And please allow me explain why I keep saying "so-called" embargo. As mentioned, the U.S is currently Cuba 's biggest food supplier and 4th biggest trade partner. A few months back, trade delegations from 27 of our 50 states attended a trade fair in Cuba and signed business deals with Cuba 's Stalinist regime. In 2007 the U.S, sold almost half a billion dollars worth of goods to Cuba -- for cash."
That last point is the rub with the Castro regime and with its agents (on the payroll on and off) in the U.S. And accounts for much of the recent hoopla about an "opening" to Cuba .
FP: So then the “so-called” embargo is completely misunderstood in the States.
Fontova: Whoo-boy. It's enormously misunderstood by the general public. But it's perfectly understood by such as the Lexington Institute, the Cuban Working Group and their cabal of well-heeled allies such as Archer Daniels Midland, the Carlyle Group, Canada's Sherritt International, etc., hence their campaign—with of rager aid of the MSM—to disguise it's genuine nature and rationale. To hear these groups, us embargo proponents are blockheaded, selfish, close-minded, blind to reason, etc. whereas embargo opponents are uniformly motivated by altruism, common sense, etc. Fine, let's look at a few of these altruists and the observable evidence.

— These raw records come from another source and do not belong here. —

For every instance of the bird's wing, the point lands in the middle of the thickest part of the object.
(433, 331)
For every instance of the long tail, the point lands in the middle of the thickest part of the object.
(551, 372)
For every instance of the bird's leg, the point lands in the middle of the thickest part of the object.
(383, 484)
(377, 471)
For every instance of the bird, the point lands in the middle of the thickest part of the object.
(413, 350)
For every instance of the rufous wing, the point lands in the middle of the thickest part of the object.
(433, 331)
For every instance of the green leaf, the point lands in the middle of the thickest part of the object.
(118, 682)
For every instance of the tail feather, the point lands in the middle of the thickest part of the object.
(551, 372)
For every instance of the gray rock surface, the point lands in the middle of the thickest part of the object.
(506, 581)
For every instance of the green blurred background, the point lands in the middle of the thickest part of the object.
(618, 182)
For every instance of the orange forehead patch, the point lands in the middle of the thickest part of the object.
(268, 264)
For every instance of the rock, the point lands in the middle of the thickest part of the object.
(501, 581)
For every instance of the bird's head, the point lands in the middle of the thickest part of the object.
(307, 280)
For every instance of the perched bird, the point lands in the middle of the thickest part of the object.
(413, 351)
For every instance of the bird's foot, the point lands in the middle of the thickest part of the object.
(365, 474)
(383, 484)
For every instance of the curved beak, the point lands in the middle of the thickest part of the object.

The notion of opening the floodgates to free travel and trade with Cuba has obvious appeal to some conservatives. It sounds like a logical capitalistic method to undermine Cuba ’s Communism, a stealth solution. And it sounds eminently reasonable and works flawlessly--on scholarly panels and in think-tank position papers. Sadly this dogmatic position blows up completely in light of the abundant evidence showcased by recent history. Conservatives have traditionally defined their viewpoints as based on evidence, unlike leftists who cling to (untested or repeatedly refuted) dogma.
FP: What’s the evidence?
Fontova: Well, the evidence is already in on this “free-market” solution to Cuban Communism. Those floodgates have been long open. Cuba has been doing business with practically every nation on earth for decades and for the past fifteen years five to ten times as many tourists have been visiting Cuba annually as visited Cuba during the 1950's when she was billed a “tourist playground.”
Cuba is as essentially Stalinist today as she was thirty years ago. Cuba 's major industries, primarily tourism, are owned by Raul Castro and his military cronies, who pocket almost every euro, dollar, peso, etc. spent in Cuba . In brief, they have a nice racket going and no conceivable incentive to disrupt it, especially as more lucre flows in.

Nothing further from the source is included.